History: The village is a Royal Burgh. Founded as a fishing village it grew along the shoreline from the West where the sheltered beaches provided safe places for fishermen to draw their boats up out of the water. In due course a breakwater was built extending out from one of the rocky skerries that jut out South-West into the Firth of Forth like fingers. This provided an ability to keep boats afloat rather than being beached, which allowed for larger boats. A new breakwater further to the east has been developed over the years into a deep, safe, harbour with a covered fish market. As the herring disappeared from local waters and the fishing fleet shrank, this harbour and attendant facilities led Pittenweem to become the main harbour for the fishermen of the East Neuk of Fife.
Population: Around 1,500.
Industry: Primary industries are fishing, farming, tourism and, recently, art.

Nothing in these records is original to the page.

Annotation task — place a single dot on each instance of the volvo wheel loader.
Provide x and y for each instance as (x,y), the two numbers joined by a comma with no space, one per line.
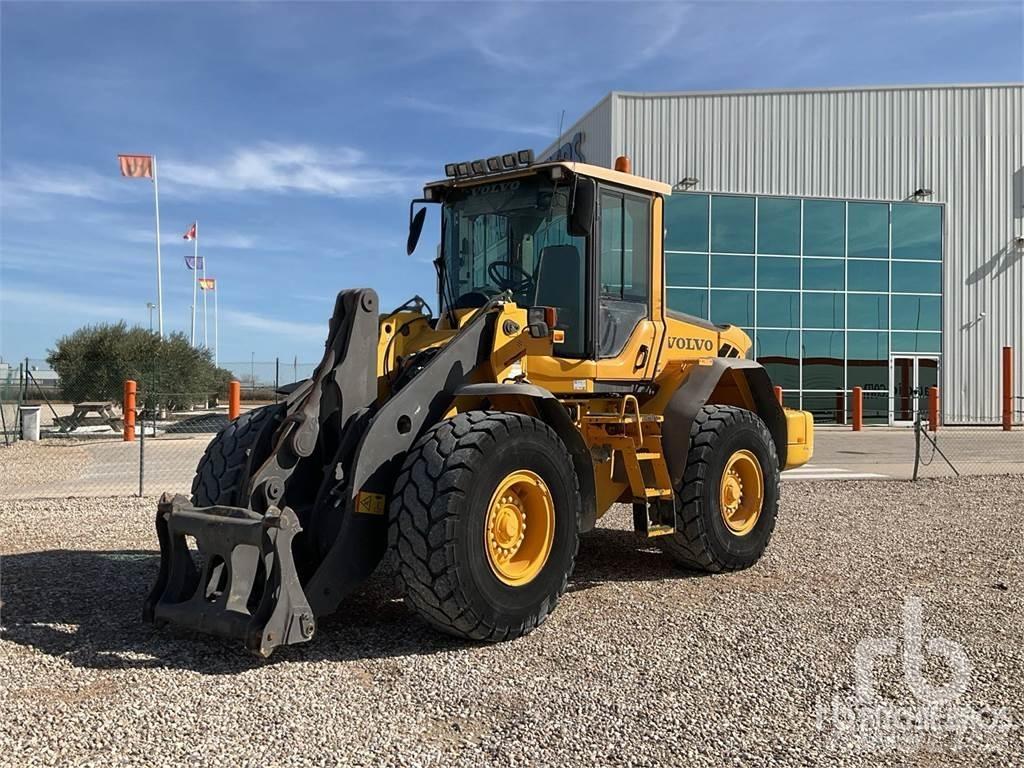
(473,445)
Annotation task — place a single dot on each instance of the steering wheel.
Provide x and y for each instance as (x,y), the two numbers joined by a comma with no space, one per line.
(515,279)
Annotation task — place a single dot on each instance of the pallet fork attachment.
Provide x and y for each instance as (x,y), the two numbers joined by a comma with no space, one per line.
(242,584)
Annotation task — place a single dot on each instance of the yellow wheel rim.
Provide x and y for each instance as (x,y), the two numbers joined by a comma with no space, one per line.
(519,528)
(741,493)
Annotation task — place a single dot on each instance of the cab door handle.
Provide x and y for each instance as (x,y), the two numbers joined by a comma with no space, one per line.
(642,354)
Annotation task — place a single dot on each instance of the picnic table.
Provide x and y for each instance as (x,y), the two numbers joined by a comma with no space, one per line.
(105,413)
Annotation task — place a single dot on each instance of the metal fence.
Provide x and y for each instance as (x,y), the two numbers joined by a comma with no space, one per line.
(82,436)
(85,451)
(973,445)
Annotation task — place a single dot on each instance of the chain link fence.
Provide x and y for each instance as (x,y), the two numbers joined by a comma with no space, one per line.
(83,450)
(974,445)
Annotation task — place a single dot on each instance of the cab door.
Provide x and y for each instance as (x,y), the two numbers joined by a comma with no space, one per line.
(625,332)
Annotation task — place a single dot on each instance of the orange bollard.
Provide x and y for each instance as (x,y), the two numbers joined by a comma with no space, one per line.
(857,407)
(233,399)
(1008,385)
(128,410)
(933,409)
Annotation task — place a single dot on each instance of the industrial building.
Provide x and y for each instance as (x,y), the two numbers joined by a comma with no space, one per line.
(862,237)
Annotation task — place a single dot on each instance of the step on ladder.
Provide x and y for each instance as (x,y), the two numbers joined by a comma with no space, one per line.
(637,437)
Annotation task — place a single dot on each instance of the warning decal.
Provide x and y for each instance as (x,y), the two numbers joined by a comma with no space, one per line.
(370,504)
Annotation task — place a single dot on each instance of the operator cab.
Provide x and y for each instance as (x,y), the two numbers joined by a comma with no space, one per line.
(572,237)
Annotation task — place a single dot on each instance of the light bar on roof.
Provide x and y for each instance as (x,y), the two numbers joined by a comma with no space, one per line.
(497,164)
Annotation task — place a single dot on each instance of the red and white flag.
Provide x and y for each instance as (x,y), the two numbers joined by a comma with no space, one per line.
(136,166)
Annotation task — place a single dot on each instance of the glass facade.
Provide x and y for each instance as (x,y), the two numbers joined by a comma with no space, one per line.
(828,290)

Geology / Geography: The village sits astride a raised beach, with the lower part of the village housing the harbour and the older houses, with the upper part having the main shopping area, churches, school and more recent housing.
Education: Pittenweem Primary School is a traditional village school with its own playing fields on the northern side of the older part of the village. It caters for children aged 4/5 to 11/12. Secondary education (up to ages 16, 17 or 18 depending on educational ambitions) is provided at Waid Academy in the neighbouring town of Anstruther.
Religion: Pittenweem Priory was an Augustinian Priory founded by monks from the Isle of May. St Filan was the first Augustinian to come to Pittenweem, supposedly living in a cave (St Filan's Cave, now situated in the West Wynd and open to the public) from where he converted the local populace. The cave was re-discovered around 1900 when a horse ploughing in the Priory garden fell down a hole into it. The cave has flat rocks that are presumed to be beds and a small spring of "holy water" at the rear. As befits a village steeped in the dangerous practice of fishing and the uncertain practice of farming, there are many churches in the village. Current denominations with churches include: Church of Scotland, Roman Catholic, Episcopalian and Baptist. Other denominations have had churches or the equivalent, but these have been converted to other purposes. The "Church of Scotland" Church Hall, for example, was once the "Free Church of Scotland" (yes, there is a BIG difference) kirk.
Culture: In the late 1960s the fishermen of the area celebrated the re-opening of the re-designed harbour with a Gala Day, where the boats were dressed overall and people could have short trips on the boats. By the early 1980s, however, increasing regulation, higher fuel costs and a shrinking fleet were bringing this event to its knees. In its place sprang up an Arts Festival, which initially incorporated the Gala Day as its finale. The Arts Festival has moved on somewhat, however, becoming one of the best respected in Scotland. Many artists have rediscovered the charms and the light of the area, which was always popular with itinerant and hobby artists, and have moved to the village, creating a vibrant artistic community.